Whatever the cause, tooth erosion can leave the teeth severely damaged if steps are not taken to stop the progression of erosion. Now, let's take a closer look at some of common types of dental damage caused by tooth erosion.
Increased Dental Sensitivity
The enamel helps protect the nerves, which are responsible for regulating sensitivity. The nerves are housed inside of the teeth, preventing pain when exposed to temperature fluctuations and certain foods, specifically sweet or acidic foods. As the enamel erodes, temperature changes and sweet or acidic foods may begin to reach the nerves, causing increased dental sensitivity. Tooth sensitivity may become extremely painful the more enamel erosion progresses.
The enamel is a translucent material that covers the dentin of the teeth. The dentin is what gives the teeth their color and may range in shades from white, off white, gray, or yellow. Although the enamel can become stained, if it erodes, the full color of the dentin may be exposed, making the teeth appear discolored.
Cupping refers to indentations on the surface of the teeth and is one of the signs of tooth erosion. Cupping can occur within the enamel as a result of acid erosion or mechanical erosion, and as a result of chronic teeth grinding.

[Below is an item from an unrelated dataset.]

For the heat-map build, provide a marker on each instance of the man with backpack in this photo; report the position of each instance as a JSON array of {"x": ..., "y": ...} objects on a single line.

One of the most common forms of dental damage associated with enamel erosion is tooth decay. As the hard layer of enamel erodes, it exposes the delicate inner structures of the tooth to plaque and bacteria, which increases the risk of decay.
Root Canal Infections
Once enamel erosion gives way to tooth decay, damaged teeth become vulnerable to root canal infections. Root canal infections occur once bacteria are allowed to enter the inner root canal chamber of the tooth. This chamber houses the nerves, pulp tissue, and blood vessels (which nourish the teeth). These tissues may become infected if the root canal chamber is breached, leading to painful toothaches and increasing the risk of tooth loss.